What's It About?

I get asked: what's your book's title, and what's it about?

The working title is: Expositor. The project investigates the world's oldest information visualization, a 3-metre tree diagram drawn up in the Roman Empire. This chart in Latin which sets out biblical genealogies from Adam to Jesus, intertwined with threads of Jewish political history, has been hidden in plain sight for centuries and has never been examined at book length before.

The original chart is now lost, but medieval copies allow us to reconstruct how this diagram might have looked. Its historic title is unknown, so it is nowadays code-named the "Great Stemma" (GS). You can see a provisional reconstruction of it online on my website, which serves as a long-term data-dump for my research (and is not especially easy to read).

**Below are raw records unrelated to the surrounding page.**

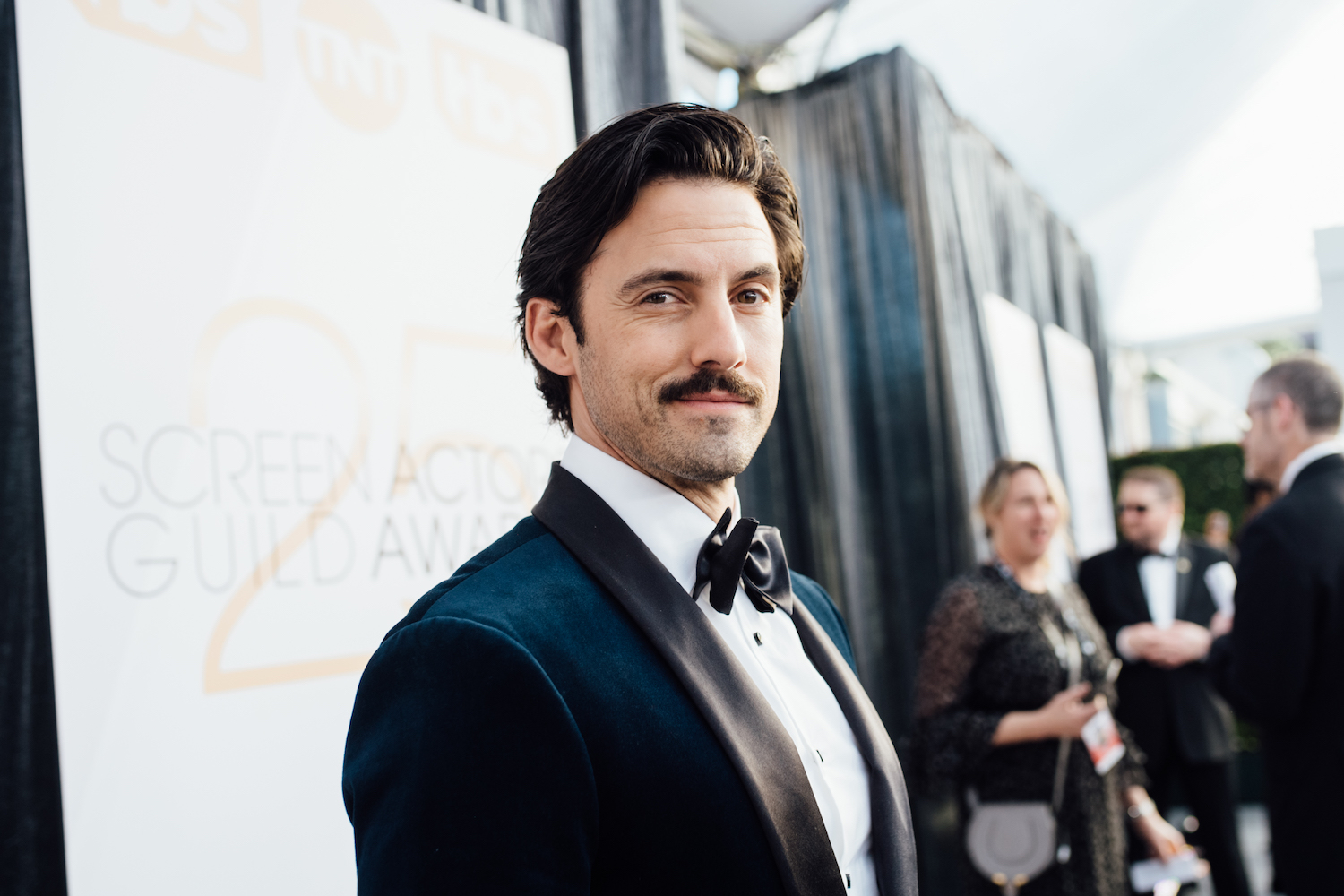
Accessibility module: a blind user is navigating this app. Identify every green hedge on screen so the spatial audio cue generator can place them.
[1110,444,1246,535]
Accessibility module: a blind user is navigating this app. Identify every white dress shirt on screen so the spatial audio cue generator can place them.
[561,436,878,896]
[1116,517,1236,661]
[1279,439,1344,495]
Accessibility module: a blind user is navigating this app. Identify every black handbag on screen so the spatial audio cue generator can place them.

The book will a good read. Using a narrative in the style of a documentary film, Expositor meets with investigators, proceeds from clue to clue, skirts dead ends, and climaxes at a solution which reveals  the origin of the GS. As the story unfolds, it emerges that the chart is five centuries older than previously thought, probably drawn with disciplined skill and careful design in about 420 AD.

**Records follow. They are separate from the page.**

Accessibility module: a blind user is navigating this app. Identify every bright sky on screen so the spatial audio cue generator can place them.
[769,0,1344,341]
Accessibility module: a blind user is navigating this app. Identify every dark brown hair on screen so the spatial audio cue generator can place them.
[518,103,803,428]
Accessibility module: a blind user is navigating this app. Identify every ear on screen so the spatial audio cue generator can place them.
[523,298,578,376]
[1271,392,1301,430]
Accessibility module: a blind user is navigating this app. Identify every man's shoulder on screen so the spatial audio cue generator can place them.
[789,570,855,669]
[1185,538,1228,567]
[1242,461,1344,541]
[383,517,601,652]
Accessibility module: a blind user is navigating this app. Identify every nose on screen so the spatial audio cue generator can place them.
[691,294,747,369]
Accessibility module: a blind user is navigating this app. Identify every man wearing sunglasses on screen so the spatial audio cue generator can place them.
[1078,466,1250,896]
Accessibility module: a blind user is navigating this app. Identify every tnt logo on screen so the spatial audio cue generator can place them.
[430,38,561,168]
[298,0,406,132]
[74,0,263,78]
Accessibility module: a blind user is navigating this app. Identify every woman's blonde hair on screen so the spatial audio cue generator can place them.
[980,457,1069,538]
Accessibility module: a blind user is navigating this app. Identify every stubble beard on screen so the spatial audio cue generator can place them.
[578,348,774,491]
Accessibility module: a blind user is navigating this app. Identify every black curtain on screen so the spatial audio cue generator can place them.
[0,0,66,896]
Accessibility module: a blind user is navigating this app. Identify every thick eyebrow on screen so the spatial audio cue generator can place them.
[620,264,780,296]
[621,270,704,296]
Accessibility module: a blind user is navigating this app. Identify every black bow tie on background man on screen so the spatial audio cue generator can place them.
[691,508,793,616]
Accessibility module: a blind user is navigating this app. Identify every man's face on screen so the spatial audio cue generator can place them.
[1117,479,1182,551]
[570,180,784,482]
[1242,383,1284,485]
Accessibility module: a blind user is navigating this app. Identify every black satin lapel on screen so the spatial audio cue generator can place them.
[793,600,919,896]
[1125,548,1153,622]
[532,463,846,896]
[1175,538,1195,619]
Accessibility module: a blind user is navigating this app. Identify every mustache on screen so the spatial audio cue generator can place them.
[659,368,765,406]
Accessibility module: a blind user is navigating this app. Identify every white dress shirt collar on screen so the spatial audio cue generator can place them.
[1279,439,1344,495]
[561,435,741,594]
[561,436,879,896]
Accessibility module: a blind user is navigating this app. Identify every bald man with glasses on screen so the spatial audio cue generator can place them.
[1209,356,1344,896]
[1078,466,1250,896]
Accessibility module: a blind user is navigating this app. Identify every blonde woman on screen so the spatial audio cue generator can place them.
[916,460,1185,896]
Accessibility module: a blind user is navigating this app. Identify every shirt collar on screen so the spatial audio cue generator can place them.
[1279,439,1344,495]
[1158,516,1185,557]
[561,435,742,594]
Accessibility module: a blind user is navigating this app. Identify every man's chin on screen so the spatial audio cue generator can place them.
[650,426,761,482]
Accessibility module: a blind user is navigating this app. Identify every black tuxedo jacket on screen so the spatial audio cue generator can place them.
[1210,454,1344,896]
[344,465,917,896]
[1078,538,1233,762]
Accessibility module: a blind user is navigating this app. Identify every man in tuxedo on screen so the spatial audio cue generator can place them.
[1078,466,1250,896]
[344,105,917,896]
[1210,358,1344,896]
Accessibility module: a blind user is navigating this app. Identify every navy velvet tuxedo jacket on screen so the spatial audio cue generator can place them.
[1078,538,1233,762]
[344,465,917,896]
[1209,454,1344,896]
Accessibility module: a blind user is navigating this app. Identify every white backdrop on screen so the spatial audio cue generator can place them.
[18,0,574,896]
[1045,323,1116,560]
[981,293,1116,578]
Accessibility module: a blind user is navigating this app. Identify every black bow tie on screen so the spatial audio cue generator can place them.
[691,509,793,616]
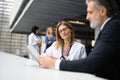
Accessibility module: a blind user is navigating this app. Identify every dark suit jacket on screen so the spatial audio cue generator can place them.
[60,17,120,80]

Expositor will propose that the GS was inspired not by maps or geometry, but by board games and the abacus, and relates how it was the progenitor of a 16th-century craze for genealogy as well as a remarkable Chinese chart, along with all our modern trees, timelines and mind-maps. The book culminates in a discussion of what it means to visualize information.

The Roman-era chart effectively invented a new technology, leading up to the graphic user interface used in every touch-screen today. I argue that diagrams and visual displays exploit the computing power of human vision to short-cut reasoning tasks. Cognitive science is only now able to grasp what a major shift in human culture this was. My research places that shift in the ancient world.